Health & Medicine - Posted by Matthew Solovey-Penn State on Wednesday, August 15, 2012 11:57 - 0 Comments
Taking Pill nonstop eases cramps earlier
PENN STATE (US) — Taking birth control pills continuously, rather than as traditionally prescribed for each cycle, provides earlier relief for moderate to severe menstrual cramps.
Dysmenorrhea occurs during menstruation, resulting from abnormal uterine contractions, increased sensitivity to pain, and added pressure in the pelvic area. It is often accompanied by nausea, vomiting, diarrhea, headache, and fatigue.
“Between 50 and 90 percent of women suffer from this condition, and it can really limit work, school, or athletic performance,” says Richard Legro, professor of obstetrics and gynecology at Penn State. “Previous studies have estimated that dysmenorrhea accounts for 600 million lost work hours and $2 billion annually.”
Straight from the Source
Participants in the study suffered from unexplained menstrual pain that wasn’t attributable to previous surgeries, ovarian cysts, endometriosis, or other pelvic or bowel diseases.
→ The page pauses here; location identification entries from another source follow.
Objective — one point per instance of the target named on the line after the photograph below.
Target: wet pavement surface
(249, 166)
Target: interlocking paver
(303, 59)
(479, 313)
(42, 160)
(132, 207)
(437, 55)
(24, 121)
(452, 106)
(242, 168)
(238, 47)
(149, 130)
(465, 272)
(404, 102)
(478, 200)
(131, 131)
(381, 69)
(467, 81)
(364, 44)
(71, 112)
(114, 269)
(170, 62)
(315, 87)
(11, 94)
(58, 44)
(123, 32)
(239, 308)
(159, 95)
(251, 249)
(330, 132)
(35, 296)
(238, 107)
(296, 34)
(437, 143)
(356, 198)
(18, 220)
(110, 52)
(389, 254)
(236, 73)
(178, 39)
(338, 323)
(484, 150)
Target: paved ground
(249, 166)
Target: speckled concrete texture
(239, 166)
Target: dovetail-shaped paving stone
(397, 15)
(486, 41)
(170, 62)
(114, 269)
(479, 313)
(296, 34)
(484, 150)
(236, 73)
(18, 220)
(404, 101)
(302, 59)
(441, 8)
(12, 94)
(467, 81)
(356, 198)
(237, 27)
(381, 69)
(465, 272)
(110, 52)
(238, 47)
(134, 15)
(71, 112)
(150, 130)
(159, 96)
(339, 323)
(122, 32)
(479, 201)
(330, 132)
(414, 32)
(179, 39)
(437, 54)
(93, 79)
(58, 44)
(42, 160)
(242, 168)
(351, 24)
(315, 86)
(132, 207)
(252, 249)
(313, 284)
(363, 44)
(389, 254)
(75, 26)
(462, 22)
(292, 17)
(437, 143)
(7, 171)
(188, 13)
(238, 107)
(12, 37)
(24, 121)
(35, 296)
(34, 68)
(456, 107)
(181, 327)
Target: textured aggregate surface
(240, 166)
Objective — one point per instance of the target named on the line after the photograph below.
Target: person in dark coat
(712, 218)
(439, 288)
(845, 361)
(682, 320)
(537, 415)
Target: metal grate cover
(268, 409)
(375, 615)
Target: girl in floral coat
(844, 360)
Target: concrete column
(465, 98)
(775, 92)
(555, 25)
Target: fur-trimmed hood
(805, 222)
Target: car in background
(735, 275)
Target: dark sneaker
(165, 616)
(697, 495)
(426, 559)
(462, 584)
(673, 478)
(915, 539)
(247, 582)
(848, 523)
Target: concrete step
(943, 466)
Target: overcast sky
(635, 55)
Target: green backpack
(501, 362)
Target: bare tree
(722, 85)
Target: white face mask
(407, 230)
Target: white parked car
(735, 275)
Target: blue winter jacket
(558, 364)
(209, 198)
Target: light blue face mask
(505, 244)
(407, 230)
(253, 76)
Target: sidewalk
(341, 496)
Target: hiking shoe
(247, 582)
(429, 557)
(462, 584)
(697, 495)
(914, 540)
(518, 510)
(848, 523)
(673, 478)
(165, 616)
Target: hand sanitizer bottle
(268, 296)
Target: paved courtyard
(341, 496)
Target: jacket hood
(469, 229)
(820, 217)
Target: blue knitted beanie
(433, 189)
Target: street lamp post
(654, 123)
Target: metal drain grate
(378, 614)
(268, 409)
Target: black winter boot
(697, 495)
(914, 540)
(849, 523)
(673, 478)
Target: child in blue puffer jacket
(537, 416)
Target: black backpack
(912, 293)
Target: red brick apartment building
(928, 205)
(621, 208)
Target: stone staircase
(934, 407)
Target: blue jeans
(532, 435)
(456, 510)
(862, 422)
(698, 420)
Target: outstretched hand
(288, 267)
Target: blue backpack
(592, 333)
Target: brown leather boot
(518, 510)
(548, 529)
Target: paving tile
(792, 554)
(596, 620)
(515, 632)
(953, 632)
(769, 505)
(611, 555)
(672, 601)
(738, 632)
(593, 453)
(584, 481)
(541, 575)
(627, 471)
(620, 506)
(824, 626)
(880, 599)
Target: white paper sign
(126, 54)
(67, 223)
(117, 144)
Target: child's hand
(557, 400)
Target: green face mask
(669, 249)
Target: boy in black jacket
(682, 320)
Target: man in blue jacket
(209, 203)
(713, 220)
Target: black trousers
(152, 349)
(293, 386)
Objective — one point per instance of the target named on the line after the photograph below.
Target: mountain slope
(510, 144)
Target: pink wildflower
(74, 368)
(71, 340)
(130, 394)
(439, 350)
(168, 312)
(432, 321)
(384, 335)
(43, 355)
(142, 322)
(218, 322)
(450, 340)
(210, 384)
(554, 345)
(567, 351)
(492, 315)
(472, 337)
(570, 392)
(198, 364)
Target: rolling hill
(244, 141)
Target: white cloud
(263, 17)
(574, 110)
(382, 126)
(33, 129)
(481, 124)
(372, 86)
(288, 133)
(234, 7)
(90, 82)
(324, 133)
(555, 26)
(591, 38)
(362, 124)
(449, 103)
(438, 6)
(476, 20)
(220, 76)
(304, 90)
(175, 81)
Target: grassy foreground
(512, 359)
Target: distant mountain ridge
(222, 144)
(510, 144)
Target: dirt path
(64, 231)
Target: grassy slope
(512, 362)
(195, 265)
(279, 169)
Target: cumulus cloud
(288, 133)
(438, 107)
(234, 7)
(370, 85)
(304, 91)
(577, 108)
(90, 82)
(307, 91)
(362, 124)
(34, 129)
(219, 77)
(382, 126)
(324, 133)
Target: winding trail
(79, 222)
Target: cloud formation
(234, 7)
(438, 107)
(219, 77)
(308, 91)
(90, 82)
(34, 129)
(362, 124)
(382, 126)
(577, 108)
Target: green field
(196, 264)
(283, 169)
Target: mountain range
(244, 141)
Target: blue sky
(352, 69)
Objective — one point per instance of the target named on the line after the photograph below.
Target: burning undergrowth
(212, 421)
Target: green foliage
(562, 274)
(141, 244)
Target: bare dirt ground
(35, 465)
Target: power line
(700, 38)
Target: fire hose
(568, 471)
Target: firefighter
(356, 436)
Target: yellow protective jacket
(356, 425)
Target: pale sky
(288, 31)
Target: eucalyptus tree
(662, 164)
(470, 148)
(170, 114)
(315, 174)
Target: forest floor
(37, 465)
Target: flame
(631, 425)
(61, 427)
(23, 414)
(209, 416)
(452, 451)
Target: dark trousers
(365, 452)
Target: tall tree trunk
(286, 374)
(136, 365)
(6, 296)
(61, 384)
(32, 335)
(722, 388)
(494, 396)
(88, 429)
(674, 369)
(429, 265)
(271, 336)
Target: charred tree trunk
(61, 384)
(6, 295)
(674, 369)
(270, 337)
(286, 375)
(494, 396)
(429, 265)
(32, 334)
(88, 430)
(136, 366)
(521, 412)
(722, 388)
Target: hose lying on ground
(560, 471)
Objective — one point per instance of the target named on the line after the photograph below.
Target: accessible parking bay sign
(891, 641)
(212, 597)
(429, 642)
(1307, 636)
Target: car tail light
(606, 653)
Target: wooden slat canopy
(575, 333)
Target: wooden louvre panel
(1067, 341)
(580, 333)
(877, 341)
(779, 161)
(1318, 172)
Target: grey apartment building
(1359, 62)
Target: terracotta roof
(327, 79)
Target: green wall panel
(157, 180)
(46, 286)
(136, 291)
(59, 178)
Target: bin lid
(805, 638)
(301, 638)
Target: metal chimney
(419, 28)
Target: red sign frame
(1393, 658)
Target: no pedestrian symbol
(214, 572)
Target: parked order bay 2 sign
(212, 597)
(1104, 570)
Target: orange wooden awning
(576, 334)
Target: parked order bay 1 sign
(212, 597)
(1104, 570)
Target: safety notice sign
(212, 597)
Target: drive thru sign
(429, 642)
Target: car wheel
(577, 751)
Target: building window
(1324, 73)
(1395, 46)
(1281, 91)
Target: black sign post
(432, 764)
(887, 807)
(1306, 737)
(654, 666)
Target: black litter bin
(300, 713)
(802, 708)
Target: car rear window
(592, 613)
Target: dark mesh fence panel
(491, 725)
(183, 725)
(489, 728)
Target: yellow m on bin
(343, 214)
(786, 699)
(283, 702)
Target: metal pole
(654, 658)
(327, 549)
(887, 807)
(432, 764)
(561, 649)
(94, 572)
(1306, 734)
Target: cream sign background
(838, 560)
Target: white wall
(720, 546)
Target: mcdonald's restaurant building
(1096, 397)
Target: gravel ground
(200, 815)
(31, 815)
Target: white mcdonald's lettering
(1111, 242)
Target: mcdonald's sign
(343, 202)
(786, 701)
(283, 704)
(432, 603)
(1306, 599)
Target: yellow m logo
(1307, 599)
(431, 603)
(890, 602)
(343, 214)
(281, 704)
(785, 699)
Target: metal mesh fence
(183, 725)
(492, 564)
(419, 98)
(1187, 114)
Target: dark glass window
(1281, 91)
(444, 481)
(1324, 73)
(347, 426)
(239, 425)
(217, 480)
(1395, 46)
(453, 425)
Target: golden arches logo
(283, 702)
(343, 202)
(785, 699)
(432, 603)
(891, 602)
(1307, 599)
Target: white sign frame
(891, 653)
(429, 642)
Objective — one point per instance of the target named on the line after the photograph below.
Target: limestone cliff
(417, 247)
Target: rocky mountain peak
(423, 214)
Results were published in Obstetrics and Gynecology.
“Oral contraceptives are often prescribed to treat this condition, since reducing menstruation is a relatively straightforward way to relieve this cramping,” says Legro. “However, we wanted to determine whether there was a measurable difference between cyclic and continuous oral contraceptive treatment methods.”
Cyclic treatment with oral contraceptives mimic a woman’s natural cycle by preventing menstruation for 21 days, then stopping the pills for the next 7 so bleeding can occur. The continuous method consists of 28 days of active contraception, with no break for menstruation.
After six months of evaluation, both treatment groups experienced a significant reduction in menstrual pain. However, women taking the continuous contraceptive treatment reported significant pain relief earlier due to the uninterrupted nature of treatment.
While there is little or no difference in the composition of these two methods—only the time they’re taken—there are different side effects with each. Patients should consult their doctor before making any changes to their regimen, as further research is needed to determine the risk-to-benefit ratio of extended use of continuous contraception for treatment of primary dysmenorrhea.
Romana Dmitrovic of the BetaPlus Center for Reproductive Medicine in Zagreb, Croatia was the lead investigator of the study, which was funded by the National Institute of Child Health and Human Development of the National Institutes of Health.